I am unable to figure out why this code is returning false. I had the first version of partial specialization. It did not work, I tried with the second version. It did not work either.

UPDATE: I wanted to check if "Derived" is publicly derived from "Base".

UPDATE:

    template<typename TDerived, typename TBase>
    struct Derived_From
    {

    public:
        static void constraints(TBase*, TDerived* ptr) { TBase* b = ptr; ignore(b); }
        Derived_From() { void (*p)(TBase*, TDerived*) = constraints; ignore(p);}
    };

I found the above code snippet in Strostrup's homepage.

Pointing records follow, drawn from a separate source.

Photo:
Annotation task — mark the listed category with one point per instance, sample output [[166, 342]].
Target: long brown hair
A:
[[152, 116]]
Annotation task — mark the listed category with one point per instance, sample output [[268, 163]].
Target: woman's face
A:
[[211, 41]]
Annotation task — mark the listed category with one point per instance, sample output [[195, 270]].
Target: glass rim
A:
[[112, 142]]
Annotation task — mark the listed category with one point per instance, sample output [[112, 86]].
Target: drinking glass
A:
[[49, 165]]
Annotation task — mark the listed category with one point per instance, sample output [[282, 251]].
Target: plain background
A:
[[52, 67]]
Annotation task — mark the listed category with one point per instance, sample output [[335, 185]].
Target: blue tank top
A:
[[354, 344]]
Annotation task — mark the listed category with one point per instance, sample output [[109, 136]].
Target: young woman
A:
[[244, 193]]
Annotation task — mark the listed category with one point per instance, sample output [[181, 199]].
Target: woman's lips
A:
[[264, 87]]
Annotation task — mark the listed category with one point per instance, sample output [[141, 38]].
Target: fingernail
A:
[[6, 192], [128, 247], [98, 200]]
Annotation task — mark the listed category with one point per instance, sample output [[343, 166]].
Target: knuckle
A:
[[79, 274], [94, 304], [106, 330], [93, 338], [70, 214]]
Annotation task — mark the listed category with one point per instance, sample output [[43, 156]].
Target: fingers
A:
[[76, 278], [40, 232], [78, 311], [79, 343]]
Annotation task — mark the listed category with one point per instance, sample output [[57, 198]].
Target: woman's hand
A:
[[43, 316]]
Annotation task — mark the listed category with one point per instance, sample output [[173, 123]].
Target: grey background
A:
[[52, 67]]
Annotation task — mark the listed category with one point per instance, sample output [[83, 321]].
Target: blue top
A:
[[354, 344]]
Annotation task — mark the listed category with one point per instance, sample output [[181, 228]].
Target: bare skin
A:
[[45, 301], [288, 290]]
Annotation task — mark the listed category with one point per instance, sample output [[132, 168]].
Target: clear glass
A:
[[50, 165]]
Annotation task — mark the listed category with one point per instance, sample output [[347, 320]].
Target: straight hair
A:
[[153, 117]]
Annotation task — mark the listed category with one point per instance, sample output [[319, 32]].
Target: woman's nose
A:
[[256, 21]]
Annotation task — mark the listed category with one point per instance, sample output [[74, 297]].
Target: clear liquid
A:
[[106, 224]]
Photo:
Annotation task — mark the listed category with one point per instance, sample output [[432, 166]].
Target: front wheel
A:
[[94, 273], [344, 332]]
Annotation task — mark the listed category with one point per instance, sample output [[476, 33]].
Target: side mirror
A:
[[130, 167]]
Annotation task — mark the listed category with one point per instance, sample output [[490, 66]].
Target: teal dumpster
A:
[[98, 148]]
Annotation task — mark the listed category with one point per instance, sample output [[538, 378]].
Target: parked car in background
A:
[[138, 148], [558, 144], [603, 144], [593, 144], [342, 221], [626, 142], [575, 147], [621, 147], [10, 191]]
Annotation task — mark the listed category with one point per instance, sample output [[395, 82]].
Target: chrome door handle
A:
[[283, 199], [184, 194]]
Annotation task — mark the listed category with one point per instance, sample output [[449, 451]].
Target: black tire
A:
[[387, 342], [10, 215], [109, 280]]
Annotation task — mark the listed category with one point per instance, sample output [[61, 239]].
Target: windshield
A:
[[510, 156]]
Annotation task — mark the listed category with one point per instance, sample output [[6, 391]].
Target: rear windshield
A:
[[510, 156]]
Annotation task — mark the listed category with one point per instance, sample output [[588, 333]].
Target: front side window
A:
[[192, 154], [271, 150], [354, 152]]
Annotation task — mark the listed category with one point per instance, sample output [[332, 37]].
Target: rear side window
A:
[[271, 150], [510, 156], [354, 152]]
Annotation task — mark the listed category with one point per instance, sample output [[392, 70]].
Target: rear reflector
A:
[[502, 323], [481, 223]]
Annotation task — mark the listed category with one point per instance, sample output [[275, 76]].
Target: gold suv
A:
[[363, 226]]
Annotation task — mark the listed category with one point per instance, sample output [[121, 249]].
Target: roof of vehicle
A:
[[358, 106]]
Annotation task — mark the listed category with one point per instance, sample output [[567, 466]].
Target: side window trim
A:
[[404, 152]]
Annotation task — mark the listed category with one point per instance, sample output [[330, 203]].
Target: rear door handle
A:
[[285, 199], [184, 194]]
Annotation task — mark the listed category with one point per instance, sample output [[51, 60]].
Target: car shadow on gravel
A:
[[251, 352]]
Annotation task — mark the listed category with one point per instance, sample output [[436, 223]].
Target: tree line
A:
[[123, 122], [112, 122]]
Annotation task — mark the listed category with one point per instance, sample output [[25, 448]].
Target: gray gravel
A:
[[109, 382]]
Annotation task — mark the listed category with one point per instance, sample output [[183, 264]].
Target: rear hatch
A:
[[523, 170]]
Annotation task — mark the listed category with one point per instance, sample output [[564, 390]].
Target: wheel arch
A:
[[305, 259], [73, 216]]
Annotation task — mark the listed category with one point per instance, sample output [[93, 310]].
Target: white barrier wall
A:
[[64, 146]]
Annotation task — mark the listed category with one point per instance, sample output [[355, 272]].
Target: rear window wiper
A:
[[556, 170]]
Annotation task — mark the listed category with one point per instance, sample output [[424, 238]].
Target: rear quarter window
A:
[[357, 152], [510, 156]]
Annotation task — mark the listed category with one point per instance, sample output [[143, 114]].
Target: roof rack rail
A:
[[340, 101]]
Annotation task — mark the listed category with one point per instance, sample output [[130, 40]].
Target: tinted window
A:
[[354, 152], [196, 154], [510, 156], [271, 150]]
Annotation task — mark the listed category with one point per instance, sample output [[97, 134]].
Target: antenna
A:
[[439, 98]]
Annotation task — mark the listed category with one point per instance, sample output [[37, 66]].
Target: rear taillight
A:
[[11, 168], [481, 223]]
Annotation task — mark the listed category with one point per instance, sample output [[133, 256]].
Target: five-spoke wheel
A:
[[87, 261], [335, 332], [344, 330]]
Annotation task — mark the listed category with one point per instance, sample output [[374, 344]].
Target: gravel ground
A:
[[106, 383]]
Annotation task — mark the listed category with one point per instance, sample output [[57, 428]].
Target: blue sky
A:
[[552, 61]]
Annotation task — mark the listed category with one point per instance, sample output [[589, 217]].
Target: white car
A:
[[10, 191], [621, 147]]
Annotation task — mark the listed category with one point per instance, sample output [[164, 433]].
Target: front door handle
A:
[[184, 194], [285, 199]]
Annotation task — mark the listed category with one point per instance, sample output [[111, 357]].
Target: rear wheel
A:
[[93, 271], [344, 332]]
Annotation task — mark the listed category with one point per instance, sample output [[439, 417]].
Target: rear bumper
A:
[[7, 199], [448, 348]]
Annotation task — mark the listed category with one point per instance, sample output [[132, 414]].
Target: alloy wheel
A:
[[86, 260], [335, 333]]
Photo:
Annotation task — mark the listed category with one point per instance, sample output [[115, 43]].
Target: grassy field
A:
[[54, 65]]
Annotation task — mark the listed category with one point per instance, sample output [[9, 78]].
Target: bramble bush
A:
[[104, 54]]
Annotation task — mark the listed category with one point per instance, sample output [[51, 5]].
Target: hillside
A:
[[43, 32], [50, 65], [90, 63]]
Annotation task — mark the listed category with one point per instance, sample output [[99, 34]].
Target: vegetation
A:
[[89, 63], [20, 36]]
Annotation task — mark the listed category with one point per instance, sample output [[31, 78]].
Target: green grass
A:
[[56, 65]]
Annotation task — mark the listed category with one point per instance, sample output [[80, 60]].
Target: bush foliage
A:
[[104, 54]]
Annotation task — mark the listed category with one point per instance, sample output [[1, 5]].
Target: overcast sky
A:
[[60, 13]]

But, it does not let the code compile if the derived class is not publicly derived from Base.

template<class TBase, class TDerived>
struct IsDerived
{
    public:
    enum { isDerived = false };
};


template<class TBase>
struct IsDerived<TBase, TBase>
{
    public:
    enum {  isDerived = true };
};


template<class TBase>
struct IsDerived<TBase&, TBase&>
{
    public:
    enum {  isDerived = true };
};

int main()
{
    cout << ((IsDerived<Base&, Derived&>::isDerived) ? "true" : "false")
         << endl;
    cout << ((IsDerived<const Derived*, const Base*>::isDerived) ?
            "true" : "false") << endl;

} 

Answer 1

I always just use pointer initialization for this. Pointers implicitly convert only to a supertype (could be identity conversion or public base class), so it won't compile unless that relationship exists (and in the right direction).

e.g.

Parent* p = (Possibly_Derived*)0;

Oh wait, you're not wanting compilation to fail, but to set a variable? Here:

template<typename TParent>
bool is_derived_from( TParent* ) { return true; }

template<typename TParent>
bool is_derived_from( void* ) { return false; }

cout << is_derived_from<Parent>( (Possibly_Derived*)0 );

Here's a demo: http://ideone.com/0ShRF